Desi tidak mau mendengar penjelasan apa-apa lagi. Gadis itu membuka pintu dan melompat keluar. Ia berlari di tengah hujan menuju bagian bawah flyover. Mungkin saja ia akan menemukan mobil yang melintas dan meminta bantuan pada pengemudinya. Tapi, tiba-tiba pemuda aneh itu sudah berdiri di hadapannya—lagi—dengan ekspresi lelah.

“Bisakah kau berhenti? Ada hal yang lebih penting yang harus kita kerjakan!”

Dengan cekatan, Desi berbalik dan kembali menuju mobilnya. Ia melompat masuk, mengunci semua pintu, menyalakan mesin, lalu langsung tancap gas.

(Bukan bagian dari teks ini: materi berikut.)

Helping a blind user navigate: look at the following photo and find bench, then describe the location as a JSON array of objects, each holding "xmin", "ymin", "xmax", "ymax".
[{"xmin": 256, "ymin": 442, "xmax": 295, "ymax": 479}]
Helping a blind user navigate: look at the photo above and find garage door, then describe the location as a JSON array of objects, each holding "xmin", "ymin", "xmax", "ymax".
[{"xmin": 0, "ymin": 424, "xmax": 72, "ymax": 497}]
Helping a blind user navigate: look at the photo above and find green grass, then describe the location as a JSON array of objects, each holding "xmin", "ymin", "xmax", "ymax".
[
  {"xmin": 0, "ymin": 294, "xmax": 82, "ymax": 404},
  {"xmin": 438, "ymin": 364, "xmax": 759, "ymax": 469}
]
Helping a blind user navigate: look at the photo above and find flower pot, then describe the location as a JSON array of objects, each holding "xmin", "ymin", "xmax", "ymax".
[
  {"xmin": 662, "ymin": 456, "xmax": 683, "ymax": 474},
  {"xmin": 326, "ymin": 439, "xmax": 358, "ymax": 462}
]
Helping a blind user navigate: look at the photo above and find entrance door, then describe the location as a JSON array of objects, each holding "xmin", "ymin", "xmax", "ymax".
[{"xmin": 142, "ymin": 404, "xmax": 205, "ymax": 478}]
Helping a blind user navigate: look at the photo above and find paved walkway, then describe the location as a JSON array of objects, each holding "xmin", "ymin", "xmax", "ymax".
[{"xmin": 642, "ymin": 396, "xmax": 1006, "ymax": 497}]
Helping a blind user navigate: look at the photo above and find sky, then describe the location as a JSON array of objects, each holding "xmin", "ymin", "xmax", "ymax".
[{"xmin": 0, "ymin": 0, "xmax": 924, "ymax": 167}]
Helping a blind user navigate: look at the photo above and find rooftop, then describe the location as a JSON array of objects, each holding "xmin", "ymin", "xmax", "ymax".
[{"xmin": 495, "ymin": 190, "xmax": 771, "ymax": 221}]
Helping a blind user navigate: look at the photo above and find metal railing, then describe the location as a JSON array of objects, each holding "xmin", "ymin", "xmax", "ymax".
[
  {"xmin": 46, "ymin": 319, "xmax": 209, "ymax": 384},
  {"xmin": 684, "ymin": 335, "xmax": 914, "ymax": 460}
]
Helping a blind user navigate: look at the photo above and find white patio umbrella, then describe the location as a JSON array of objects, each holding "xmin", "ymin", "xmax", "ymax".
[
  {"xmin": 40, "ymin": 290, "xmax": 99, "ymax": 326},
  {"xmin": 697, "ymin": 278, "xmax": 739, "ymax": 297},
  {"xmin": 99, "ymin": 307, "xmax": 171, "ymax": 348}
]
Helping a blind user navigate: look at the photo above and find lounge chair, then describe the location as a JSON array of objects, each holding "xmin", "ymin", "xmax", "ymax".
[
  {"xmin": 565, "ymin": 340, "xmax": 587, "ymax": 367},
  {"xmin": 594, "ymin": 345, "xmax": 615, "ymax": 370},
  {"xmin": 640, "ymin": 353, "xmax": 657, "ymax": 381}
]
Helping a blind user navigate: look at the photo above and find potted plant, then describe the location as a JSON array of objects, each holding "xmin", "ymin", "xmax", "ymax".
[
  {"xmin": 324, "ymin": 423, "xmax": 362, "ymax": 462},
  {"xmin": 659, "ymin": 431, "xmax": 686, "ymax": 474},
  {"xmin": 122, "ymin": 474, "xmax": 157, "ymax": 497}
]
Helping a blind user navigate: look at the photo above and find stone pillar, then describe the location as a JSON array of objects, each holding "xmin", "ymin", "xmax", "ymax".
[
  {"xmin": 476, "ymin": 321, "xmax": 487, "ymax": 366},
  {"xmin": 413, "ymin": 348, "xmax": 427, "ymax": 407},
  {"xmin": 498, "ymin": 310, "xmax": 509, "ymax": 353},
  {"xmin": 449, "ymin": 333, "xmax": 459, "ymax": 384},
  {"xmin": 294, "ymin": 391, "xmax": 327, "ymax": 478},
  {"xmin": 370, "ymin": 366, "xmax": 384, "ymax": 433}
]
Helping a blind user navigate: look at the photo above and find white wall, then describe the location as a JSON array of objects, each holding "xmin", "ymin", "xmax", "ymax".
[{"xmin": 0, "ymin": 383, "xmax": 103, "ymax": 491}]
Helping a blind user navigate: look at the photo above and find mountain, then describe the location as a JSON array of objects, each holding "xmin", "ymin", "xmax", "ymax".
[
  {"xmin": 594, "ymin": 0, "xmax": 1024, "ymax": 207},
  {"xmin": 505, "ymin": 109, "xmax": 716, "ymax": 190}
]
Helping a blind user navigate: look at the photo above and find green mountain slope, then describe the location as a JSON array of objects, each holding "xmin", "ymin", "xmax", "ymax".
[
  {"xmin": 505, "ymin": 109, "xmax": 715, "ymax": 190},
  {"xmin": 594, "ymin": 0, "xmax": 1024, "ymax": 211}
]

Ia tidak berani menatap kaca spion, takut jikalau pemuda itu ternyata—

“Hati-hati. Jangan ngebut. Jalanannya licin.”

Desi menginjak rem secara mendadak. Bunyi ban berdecit langsung disahuti oleh gelegar guntur.

“LO KENAPA BISA BALIK, HAH?! LO SIAPA?! LO APAAN?!”

Si pemuda menutup kedua telinganya. “Tidak perlu berteriak-teriak. Namaku Lukas.”

“GIMANA LO BISA ADA DI SINI?! LO SETAN YA?! IBLIS YA?!”

“Enak saja!” sergah si Pemuda yang ternyata bernama Lukas. “Aku lebih baik daripada makhluk pembangkang itu!”